Convergent sequences: if {an} converges and {an + bn} converges, prove {bn} converges

Battlemage!

1. The problem statement, all variables and given/known data

Suppose {a_n}_n=1^∞ and {b_n}_n=1^∞ are sequences such that {a_n}_n=1^∞ and {a_n + b_n }_n=1^∞ converge.

Prove that {b_n}_n=1^∞ converges.

2. Relevant equations

The definition of convergence.

3. The attempt at a solution

I am pretty new to mathematics that requires proof, so excuse me if I do something really stupid... but basically, is this a sufficient proof?

1. Assume {a_n}_n=1^∞ converges to A (by hypothesis).

Then for ε/2 > 0 there is a positive integer N₁ such that if n ≥ N₁, then |a_n - A| < ε/2.

2. Assume that {a_n + b_n }_n=1^∞ converges to A + B (by hypothesis).
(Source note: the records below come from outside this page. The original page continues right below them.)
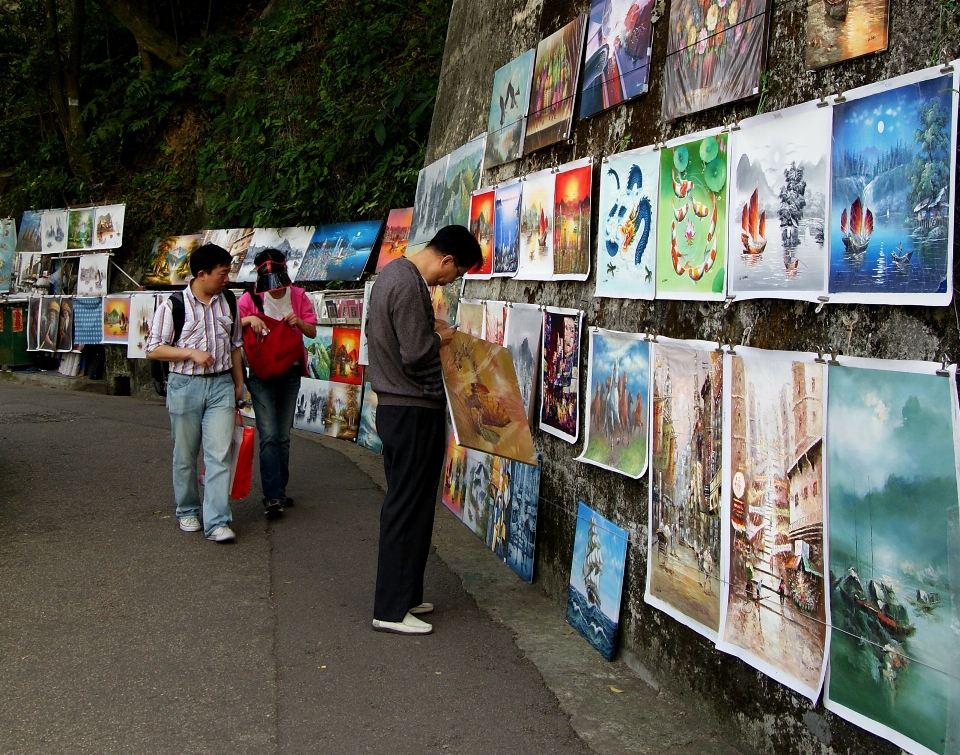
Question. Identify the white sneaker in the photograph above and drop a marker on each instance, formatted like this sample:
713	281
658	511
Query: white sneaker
222	534
190	524
410	625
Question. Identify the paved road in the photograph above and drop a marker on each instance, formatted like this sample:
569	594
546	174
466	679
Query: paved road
119	633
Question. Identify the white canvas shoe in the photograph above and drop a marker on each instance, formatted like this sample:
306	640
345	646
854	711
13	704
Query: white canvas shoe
410	625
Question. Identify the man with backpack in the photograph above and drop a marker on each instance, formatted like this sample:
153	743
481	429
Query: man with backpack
198	332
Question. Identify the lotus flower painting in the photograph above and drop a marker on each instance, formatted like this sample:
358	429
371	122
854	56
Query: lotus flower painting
891	204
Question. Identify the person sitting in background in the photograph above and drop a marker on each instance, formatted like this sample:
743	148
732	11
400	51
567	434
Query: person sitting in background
274	400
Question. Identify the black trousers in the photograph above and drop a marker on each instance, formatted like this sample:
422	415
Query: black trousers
413	448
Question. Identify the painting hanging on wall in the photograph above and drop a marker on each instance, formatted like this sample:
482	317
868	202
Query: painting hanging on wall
627	237
234	240
428	203
554	86
521	337
839	30
8	244
619	46
108	226
571	220
170	260
482	227
395	237
536	226
486	410
692	230
560	373
29	238
893	539
142	307
508	109
685	483
774	613
463	174
506	229
715	54
618	405
779	174
596	580
892	199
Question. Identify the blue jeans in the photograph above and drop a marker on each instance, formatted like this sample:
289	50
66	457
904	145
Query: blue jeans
274	403
202	409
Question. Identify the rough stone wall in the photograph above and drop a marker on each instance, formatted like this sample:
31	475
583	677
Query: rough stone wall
484	36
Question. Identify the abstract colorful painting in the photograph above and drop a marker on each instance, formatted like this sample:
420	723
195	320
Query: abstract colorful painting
328	408
170	265
428	202
463	174
893	535
774	599
716	53
692	226
486	410
554	86
596	580
536	226
778	204
108	226
53	230
521	337
80	229
685	482
338	251
508	110
571	220
395	236
482	227
92	275
618	402
839	30
367	435
560	373
318	352
234	240
627	236
116	319
619	45
891	206
506	229
8	244
494	320
292	241
29	236
142	307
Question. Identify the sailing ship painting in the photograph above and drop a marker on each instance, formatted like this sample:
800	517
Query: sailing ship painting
890	529
596	580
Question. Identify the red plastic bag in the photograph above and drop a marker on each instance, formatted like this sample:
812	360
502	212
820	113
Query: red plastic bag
273	354
241	464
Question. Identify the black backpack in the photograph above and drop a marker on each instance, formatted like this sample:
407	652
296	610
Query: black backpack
160	370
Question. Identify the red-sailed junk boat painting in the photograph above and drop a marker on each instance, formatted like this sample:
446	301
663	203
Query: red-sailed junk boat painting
754	227
856	234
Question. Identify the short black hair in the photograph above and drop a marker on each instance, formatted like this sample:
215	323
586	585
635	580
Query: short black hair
459	243
207	257
268	254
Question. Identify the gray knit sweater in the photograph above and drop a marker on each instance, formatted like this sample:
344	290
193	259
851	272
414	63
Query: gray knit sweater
403	347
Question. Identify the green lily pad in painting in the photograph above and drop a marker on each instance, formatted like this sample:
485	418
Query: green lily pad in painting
709	149
715	175
681	158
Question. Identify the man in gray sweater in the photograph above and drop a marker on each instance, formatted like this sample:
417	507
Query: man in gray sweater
404	341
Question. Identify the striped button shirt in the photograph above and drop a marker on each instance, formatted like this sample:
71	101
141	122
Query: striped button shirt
205	327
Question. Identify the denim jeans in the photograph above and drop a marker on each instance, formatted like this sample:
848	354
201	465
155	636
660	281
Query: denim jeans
202	409
274	403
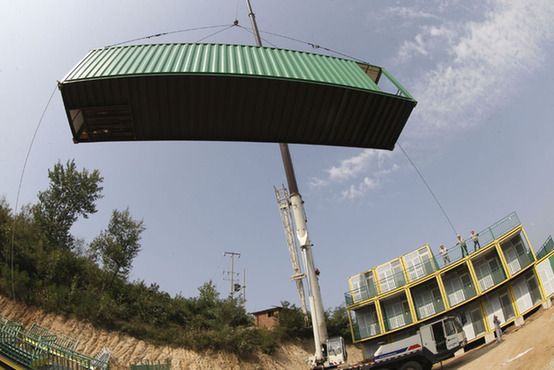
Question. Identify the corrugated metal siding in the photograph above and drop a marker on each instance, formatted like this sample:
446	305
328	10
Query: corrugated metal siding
220	59
229	93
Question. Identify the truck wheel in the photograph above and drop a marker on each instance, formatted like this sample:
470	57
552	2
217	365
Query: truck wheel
412	365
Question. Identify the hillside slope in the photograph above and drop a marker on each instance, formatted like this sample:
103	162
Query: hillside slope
127	349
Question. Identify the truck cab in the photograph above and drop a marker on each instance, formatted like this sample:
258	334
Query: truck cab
336	352
443	337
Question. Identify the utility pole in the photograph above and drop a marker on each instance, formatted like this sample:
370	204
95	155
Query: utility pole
235	287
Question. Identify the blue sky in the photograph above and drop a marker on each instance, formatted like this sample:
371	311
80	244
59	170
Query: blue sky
482	135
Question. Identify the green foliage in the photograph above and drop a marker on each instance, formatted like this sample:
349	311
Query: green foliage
42	264
338	324
118	245
292	323
70	194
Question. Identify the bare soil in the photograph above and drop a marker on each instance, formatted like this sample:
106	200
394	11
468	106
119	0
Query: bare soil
527	347
126	349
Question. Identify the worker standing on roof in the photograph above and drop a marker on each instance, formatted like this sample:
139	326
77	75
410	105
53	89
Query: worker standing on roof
462	243
475	238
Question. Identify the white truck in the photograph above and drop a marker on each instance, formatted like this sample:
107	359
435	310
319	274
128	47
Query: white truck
431	344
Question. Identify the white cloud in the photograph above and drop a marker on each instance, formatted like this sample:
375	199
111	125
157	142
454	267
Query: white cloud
465	59
482	63
367	170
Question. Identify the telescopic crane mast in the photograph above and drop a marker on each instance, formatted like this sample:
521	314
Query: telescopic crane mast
316	305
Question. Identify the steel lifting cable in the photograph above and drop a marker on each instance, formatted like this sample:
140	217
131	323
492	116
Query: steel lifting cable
19	188
169	33
428	187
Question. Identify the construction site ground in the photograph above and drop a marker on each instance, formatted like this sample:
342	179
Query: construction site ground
530	346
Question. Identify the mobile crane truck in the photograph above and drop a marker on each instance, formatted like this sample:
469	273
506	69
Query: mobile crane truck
431	344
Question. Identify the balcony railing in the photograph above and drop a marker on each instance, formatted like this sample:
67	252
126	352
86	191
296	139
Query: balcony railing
360	294
458	296
429	308
494	277
521	262
436	262
421	269
546	248
391	282
394	322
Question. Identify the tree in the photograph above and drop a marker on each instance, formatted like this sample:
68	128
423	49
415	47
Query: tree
70	194
119	244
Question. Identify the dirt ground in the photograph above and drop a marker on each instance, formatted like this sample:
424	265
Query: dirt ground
126	349
527	347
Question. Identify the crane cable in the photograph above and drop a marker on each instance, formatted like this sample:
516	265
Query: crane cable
428	188
170	33
19	189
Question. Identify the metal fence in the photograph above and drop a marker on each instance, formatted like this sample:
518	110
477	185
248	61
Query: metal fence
41	349
151	365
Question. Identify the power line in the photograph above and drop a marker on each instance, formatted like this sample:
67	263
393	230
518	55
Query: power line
428	187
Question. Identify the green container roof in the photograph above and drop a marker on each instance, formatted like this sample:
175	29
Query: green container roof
231	93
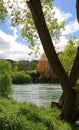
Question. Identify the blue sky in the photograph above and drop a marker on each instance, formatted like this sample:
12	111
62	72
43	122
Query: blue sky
13	46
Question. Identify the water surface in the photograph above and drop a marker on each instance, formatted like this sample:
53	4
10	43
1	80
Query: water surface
39	94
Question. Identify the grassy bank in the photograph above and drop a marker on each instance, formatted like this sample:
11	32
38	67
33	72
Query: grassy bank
25	116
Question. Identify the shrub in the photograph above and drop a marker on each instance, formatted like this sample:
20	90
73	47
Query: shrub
5	78
21	78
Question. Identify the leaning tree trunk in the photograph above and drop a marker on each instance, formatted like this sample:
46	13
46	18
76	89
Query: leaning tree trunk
74	74
69	94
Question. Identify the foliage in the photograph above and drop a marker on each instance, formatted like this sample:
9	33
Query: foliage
25	116
5	78
68	55
20	15
21	78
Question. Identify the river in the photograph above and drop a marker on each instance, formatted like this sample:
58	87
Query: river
39	94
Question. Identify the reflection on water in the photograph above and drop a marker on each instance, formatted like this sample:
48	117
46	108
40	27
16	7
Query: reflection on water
39	94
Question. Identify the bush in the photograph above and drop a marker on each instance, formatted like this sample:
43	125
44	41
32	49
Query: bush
5	78
21	78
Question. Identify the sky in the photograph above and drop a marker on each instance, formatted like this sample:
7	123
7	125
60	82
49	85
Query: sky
13	46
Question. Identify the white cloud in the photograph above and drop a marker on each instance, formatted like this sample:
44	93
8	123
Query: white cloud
61	15
71	28
10	49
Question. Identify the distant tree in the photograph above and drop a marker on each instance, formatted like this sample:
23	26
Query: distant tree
68	55
5	78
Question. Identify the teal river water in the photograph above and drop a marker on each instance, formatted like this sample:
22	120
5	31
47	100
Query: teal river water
39	94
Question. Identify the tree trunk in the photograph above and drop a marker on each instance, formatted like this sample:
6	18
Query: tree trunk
69	94
74	74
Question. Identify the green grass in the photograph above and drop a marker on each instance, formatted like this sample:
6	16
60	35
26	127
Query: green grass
25	116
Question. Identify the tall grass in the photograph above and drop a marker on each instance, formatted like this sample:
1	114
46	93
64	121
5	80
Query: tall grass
25	116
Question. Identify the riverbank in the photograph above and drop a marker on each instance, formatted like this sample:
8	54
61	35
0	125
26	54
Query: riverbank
24	116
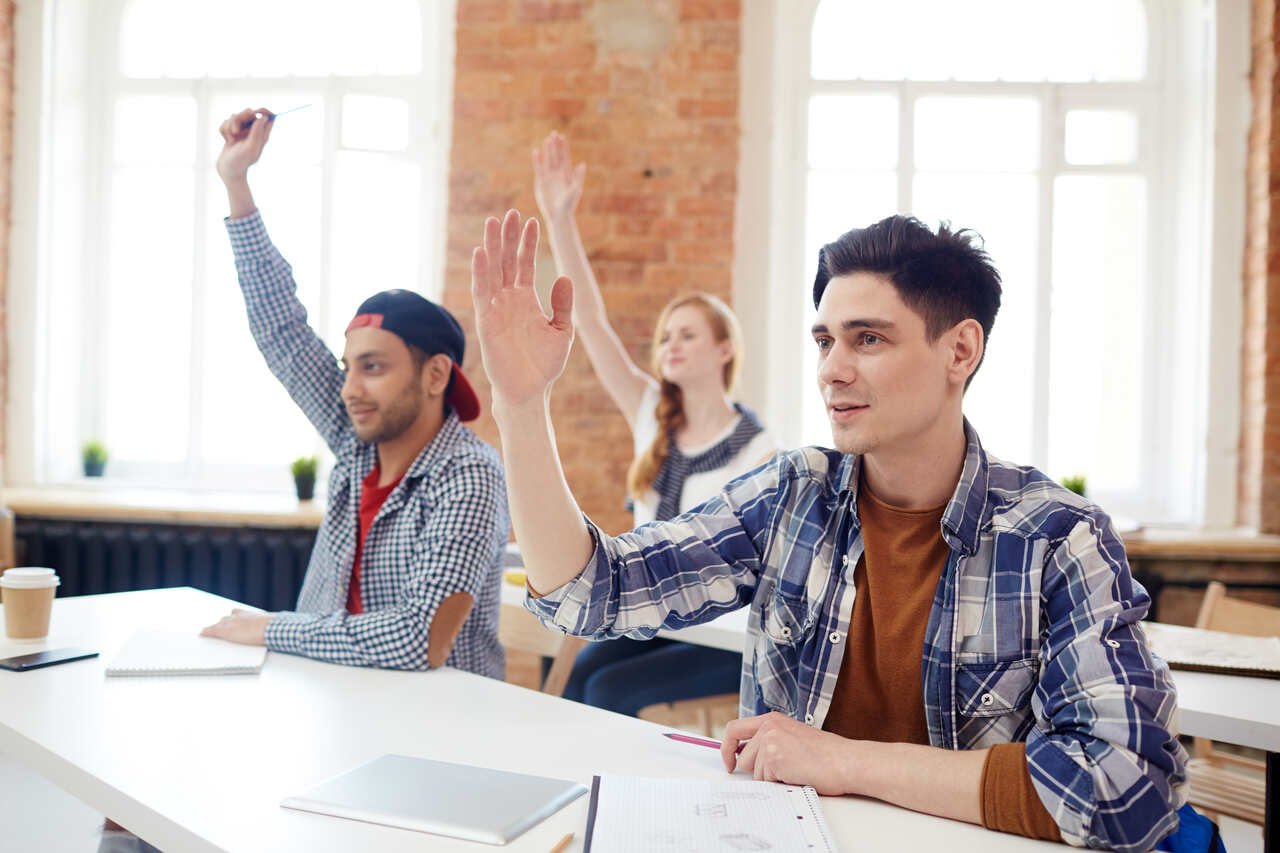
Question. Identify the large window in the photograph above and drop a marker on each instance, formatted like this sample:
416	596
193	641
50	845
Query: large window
1046	127
144	337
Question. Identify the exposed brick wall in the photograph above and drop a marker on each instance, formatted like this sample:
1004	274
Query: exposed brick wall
647	92
1260	381
5	195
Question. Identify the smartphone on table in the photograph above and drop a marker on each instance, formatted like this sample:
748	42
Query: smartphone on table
49	657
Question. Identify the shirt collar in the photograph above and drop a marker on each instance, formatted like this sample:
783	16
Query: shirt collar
961	520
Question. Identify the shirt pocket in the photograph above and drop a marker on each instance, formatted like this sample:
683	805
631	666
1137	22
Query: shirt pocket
786	623
996	688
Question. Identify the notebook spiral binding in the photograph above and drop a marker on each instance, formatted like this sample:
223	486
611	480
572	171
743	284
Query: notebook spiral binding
818	822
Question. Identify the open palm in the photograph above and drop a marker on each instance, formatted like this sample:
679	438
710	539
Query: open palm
522	351
557	182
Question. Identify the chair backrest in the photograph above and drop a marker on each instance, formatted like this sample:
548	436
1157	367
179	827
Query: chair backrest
522	632
1221	614
1234	616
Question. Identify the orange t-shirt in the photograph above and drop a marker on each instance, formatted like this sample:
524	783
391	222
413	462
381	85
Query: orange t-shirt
878	694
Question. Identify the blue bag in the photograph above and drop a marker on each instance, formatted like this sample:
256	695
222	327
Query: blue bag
1194	834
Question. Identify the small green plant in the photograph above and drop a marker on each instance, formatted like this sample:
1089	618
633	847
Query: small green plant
305	466
1075	483
94	457
305	477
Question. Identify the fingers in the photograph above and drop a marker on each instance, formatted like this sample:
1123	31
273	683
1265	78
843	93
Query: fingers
480	291
562	316
526	254
510	246
493	255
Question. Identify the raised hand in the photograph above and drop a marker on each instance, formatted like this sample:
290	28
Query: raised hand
524	352
557	183
243	138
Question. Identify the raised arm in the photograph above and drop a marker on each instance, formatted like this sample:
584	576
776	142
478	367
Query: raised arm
524	354
245	135
558	186
277	318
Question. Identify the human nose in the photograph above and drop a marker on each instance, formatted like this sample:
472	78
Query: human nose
350	387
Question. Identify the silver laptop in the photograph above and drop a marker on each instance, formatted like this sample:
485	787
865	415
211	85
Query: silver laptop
461	801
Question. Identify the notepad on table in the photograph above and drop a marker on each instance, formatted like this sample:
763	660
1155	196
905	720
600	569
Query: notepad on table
460	801
1198	649
636	815
155	652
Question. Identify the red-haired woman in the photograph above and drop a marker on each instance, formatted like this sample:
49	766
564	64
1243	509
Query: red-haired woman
690	438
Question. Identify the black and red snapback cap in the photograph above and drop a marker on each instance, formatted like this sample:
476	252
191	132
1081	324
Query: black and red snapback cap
428	327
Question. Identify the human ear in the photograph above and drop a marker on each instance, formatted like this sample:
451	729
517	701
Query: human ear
967	347
435	374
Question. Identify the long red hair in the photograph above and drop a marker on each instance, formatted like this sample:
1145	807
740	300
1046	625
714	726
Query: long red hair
670	411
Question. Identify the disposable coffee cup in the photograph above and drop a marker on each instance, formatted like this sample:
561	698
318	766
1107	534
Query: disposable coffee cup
28	601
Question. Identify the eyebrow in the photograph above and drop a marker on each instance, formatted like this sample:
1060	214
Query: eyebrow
851	325
370	354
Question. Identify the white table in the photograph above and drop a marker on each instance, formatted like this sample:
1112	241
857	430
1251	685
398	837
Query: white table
1232	708
201	763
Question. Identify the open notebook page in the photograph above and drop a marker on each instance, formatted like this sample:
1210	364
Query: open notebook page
155	652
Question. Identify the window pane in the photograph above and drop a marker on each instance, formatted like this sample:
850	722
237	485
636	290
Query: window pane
155	129
979	40
248	418
977	133
1002	209
853	131
147	315
1096	349
188	39
1096	137
837	201
375	237
374	123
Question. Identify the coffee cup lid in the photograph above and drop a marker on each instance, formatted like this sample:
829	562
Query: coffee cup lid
28	578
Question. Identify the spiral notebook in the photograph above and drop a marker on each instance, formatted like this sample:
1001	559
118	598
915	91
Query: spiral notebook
639	815
154	652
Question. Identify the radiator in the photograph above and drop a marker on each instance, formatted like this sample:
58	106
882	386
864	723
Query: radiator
259	566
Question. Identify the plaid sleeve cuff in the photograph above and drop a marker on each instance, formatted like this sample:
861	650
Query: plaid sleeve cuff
566	607
282	630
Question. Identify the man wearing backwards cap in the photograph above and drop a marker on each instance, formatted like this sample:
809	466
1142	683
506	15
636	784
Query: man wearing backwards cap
406	565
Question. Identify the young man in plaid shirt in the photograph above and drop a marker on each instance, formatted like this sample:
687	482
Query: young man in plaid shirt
406	566
928	624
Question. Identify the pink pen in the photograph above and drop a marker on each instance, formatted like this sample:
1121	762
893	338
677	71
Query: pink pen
700	742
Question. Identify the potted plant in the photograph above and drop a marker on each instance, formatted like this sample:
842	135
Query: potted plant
305	477
1074	483
94	457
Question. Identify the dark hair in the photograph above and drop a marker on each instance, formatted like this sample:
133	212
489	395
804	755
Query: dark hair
945	277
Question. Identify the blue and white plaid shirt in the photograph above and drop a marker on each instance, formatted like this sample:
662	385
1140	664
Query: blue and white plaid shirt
1033	635
442	530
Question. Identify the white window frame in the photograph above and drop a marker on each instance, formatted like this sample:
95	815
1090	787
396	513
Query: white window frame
1197	83
86	59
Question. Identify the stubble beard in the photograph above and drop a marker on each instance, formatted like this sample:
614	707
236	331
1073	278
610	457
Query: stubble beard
397	416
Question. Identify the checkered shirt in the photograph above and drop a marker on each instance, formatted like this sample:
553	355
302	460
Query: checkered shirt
1033	634
439	532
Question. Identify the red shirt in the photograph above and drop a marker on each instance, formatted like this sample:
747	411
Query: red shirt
371	497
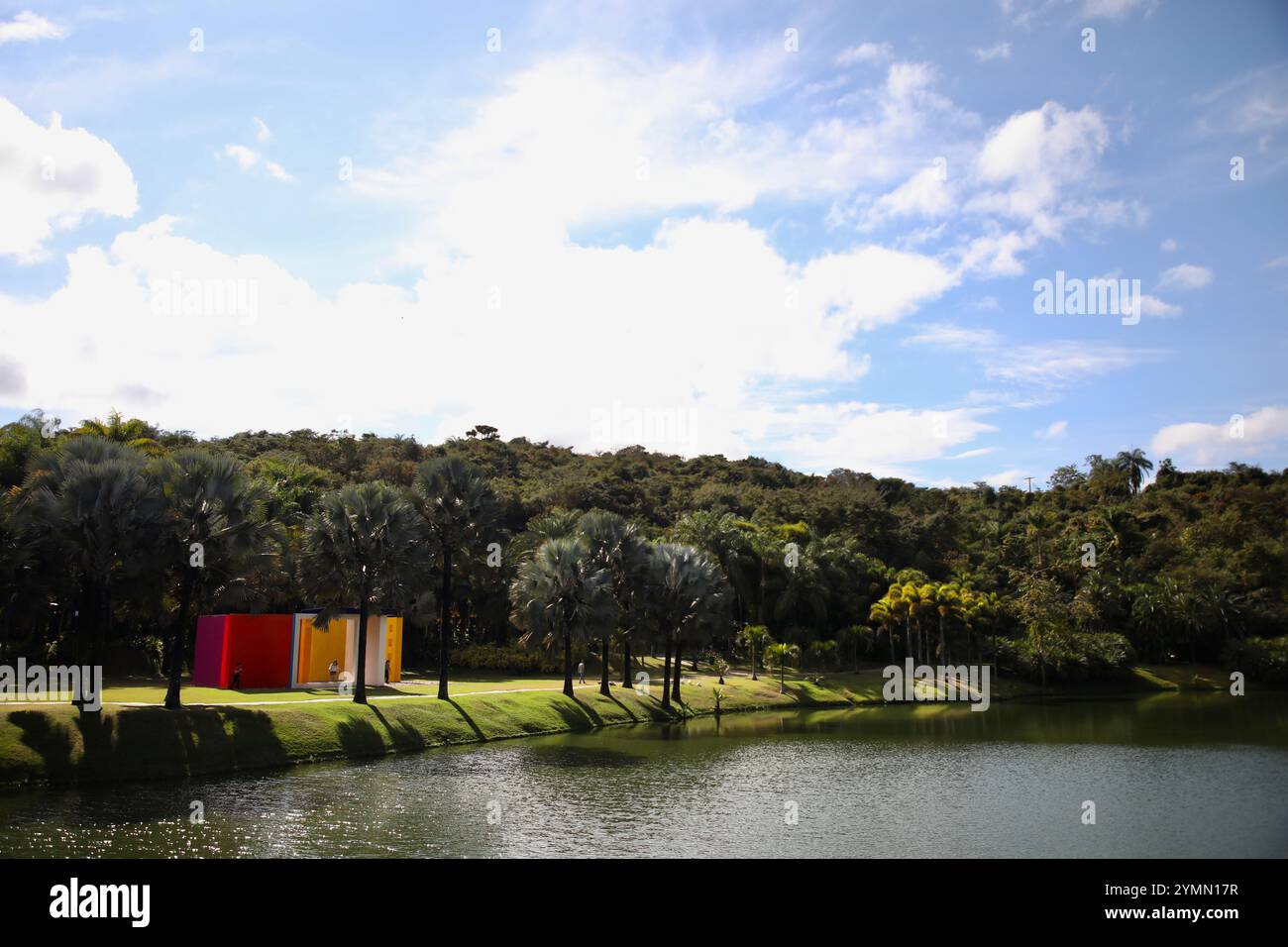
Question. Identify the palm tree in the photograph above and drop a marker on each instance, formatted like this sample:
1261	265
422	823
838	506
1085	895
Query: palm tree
132	433
690	589
755	637
782	654
458	505
1134	464
883	612
562	594
364	543
612	543
214	528
720	535
91	505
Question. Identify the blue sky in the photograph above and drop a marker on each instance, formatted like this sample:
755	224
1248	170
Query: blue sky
806	232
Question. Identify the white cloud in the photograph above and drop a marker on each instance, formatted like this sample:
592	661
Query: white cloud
999	51
608	318
29	27
52	178
926	195
1034	157
249	158
1006	478
1185	275
703	338
1044	367
1196	442
864	52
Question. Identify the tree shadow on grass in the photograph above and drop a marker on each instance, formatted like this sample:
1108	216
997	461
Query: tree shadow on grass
468	719
402	735
48	738
143	744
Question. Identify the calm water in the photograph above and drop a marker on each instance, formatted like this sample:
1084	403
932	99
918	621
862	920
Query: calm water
1202	776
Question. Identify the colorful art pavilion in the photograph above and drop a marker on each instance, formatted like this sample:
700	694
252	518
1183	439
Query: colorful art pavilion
279	651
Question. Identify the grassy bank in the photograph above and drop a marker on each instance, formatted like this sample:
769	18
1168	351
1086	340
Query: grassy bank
55	745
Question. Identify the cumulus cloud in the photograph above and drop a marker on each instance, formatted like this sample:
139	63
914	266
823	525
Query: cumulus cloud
1043	367
52	178
1194	442
29	27
999	51
249	158
864	52
700	337
698	342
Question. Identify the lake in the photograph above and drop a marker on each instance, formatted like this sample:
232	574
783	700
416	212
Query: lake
1170	776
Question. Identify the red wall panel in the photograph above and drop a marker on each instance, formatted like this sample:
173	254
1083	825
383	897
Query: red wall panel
262	643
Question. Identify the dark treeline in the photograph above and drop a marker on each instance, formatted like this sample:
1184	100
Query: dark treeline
114	535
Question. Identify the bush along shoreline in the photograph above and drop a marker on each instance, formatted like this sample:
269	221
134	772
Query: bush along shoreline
58	745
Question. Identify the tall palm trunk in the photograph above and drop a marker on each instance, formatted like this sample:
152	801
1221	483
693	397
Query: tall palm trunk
568	664
445	621
666	676
85	624
603	673
360	685
178	641
675	689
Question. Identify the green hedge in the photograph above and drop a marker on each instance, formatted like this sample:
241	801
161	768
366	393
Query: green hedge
1260	659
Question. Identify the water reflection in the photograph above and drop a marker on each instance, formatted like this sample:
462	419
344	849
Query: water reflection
1172	775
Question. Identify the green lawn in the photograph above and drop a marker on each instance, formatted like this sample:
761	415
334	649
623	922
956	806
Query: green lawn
54	744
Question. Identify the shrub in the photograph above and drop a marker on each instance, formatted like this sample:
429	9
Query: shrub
1260	659
505	657
1074	656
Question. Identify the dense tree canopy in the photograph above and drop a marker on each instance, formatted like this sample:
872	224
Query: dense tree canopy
1064	579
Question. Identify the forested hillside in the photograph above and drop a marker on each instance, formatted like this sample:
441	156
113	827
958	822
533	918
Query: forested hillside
1073	579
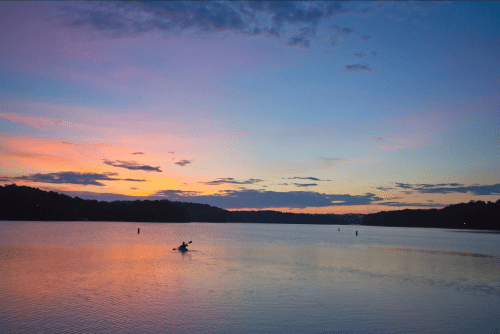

Then for ε > 0 there is a positive integer N = max{N₁, N₂} such that if n ≥ N, then | (a_n + b_n) - (A + B) | < ε

3. | (a_n + b_n) - (A + B) | = | (a_n - A) + (b_n - B) | < ε

4. Since by hypothesis |a_n - A| < ε/2, then

| (a_n - A) - (a_n - A) + (b_n - B) | < ε - ε/2

| (b_n - B) | < ε/2

if n ≥ N₂ for some positive integer N₂.

5. But this is the definition of convergence, therefore {b_n}_n=1^∞ converges (to B). □

Thanks.

Office_Shredder

You never actually say what N₂ is.

Also, if a+b<e and a<e/2 that doesn't give you that b<e/2, so I'm not sure where that final inequality comes from. Subtracting [tex]|a_n-A|[/tex] from the left hand side does not allow you to just move it inside the absolute value sign; and subtracting |a_n-A| from the right hand side, you can't replace it with [tex]\epsilon/2[/tex] and maintain the same inequality, since that makes the right hand side smaller, not larger

As a fast way to see a lot of results like this, once you have the standard summation and multiplication rules, you can use

[tex]b_n=(a_n+b_n)-a_n[/tex] and use what you know about the summation of sequences

vela

There's a problem in step 4 of the attempt. It doesn't follow from

| (an - A) + (bn - B) | < ε

that

| (an - A) - (an - A) + (bn - B) | < ε - ε/2

It's like saying |1-1.9|=0.9 < 1 so |1-1-1.9| < 1-1=0.

hunt_mat

This looks okay, why not look at the algebra of limits? if [tex]a_{n}+b_{n}\rightarrow b}[/tex] and [tex]a_{n}\rightarrow a[/tex] then the sequence [tex]b_{n}=a_{n}+b_{n}-a_{n}\rightarrow b-a[/tex]

Battlemage!

Thanks everyone. I'm clearly missing something in the understanding of this material, so I'll take what you've said this weekend and dig through the book and see if I can spot the misunderstanding.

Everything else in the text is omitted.